Ohne Kompromisse geht es nicht. Es ist richtig, dass die SPD wieder ein Grundverständnis für die russischen Positionen demonstriert.

Annäherung scheint dringend geboten. Bei der Entfernung hört man sich ja kaum Foto: dpa

M anöver, Sanktionen und ein vergessener Jahrestag: Im Verhältnis zwischen Moskau und Berlin ballen sich in dieser Woche Jahrzehnte einer schwierigen Beziehung. Wer die Gemengelage zumindest halbwegs passend zusammenfassen möchte, kann dabei dreierlei feststellen.

Erstens: Vor 75 Jahren marschierten Deutsche in die Sowjetunion ein, auf einer Front von der Ostsee bis zum Schwarzen Meer. Das ist ein Fakt. Zweitens: Jahrzehnte später haben Deutsche und Russen wieder ein schwieriges Verhältnis. Die SPD möchte das ändern und liegt damit richtig. Drittens: Die CDU beschimpft die Sozialdemokraten als Putin-Versteher, die östlichen Nato-Staaten sorgen sich um die deutsche Solidarität. Das ist verständlich und trotzdem falsch.

Es ist ja nicht so, dass die SPD keine Rücksicht auf die Sorgen der Osteuropäer nimmt. Für Ukrainer, Balten und Polen waren im Krieg nicht nur die Deutschen Gegner, sondern auch die Russen.
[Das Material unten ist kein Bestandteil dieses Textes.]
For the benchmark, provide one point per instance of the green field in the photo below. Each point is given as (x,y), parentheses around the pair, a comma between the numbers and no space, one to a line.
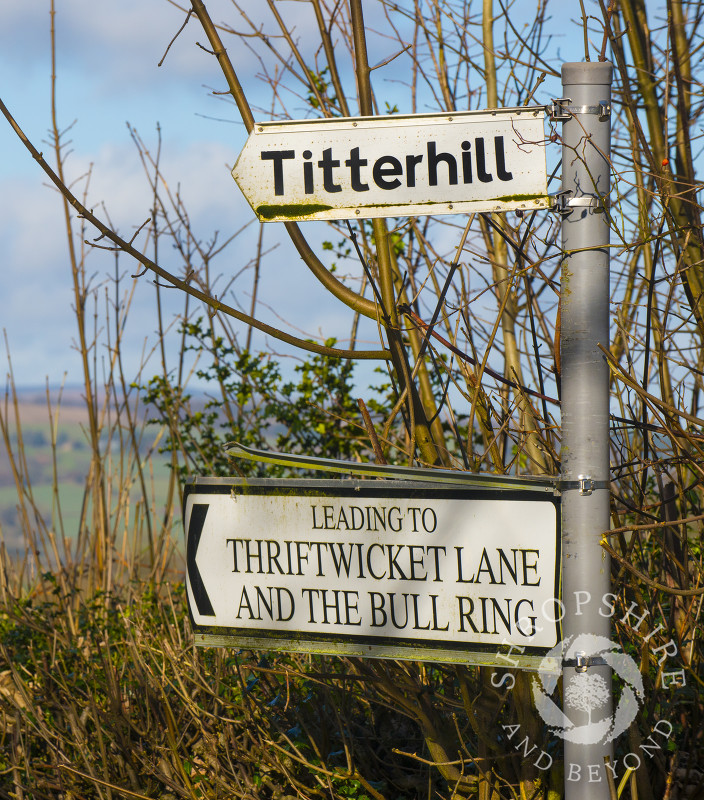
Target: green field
(53,479)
Diese Erfahrung, die der Nachkriegszeit und die der vergangenen Jahre verursachen natürlich Ängste. Und die europäischen Nachbarn nehmen diese Ängste ernst: Die EU verlängert Sanktionen gegen Russland, die Nato übt im Osten und stockt ihre Truppen im Baltikum auf – all das mit Beteiligung der Sozialdemokraten.

Wer Verständnis für die eigene Per­spektive verlangt, muss Verständnis für die der Gegenseite zumindest ertragen. Nicht mehr als ein Grundverständnis für die russische Position bringt die SPD nun auf.

Der Einmarsch der Wehrmacht und die Millionen Toten in den Jahren darauf sind auch für Russen ein nationales Trauma. Dass daraus Angst vor neuen Aggressionen eines von Deutschen dominierten Europas entsteht, muss man nicht mal nachvollziehen – aber zumindest zur Kenntnis nehmen. So wie die ­Sozialdemokraten, die in diesen Tagen für jedes Signal der Abschreckung ein Signal der Entspannung nach Russland senden. Die Nato rückt nach Osten? Steinmeier warnt im Interview vor „Säbelrasseln“. Die EU verlängert Sanktionen? Gabriel fliegt zum Putin-Besuch nach Moskau.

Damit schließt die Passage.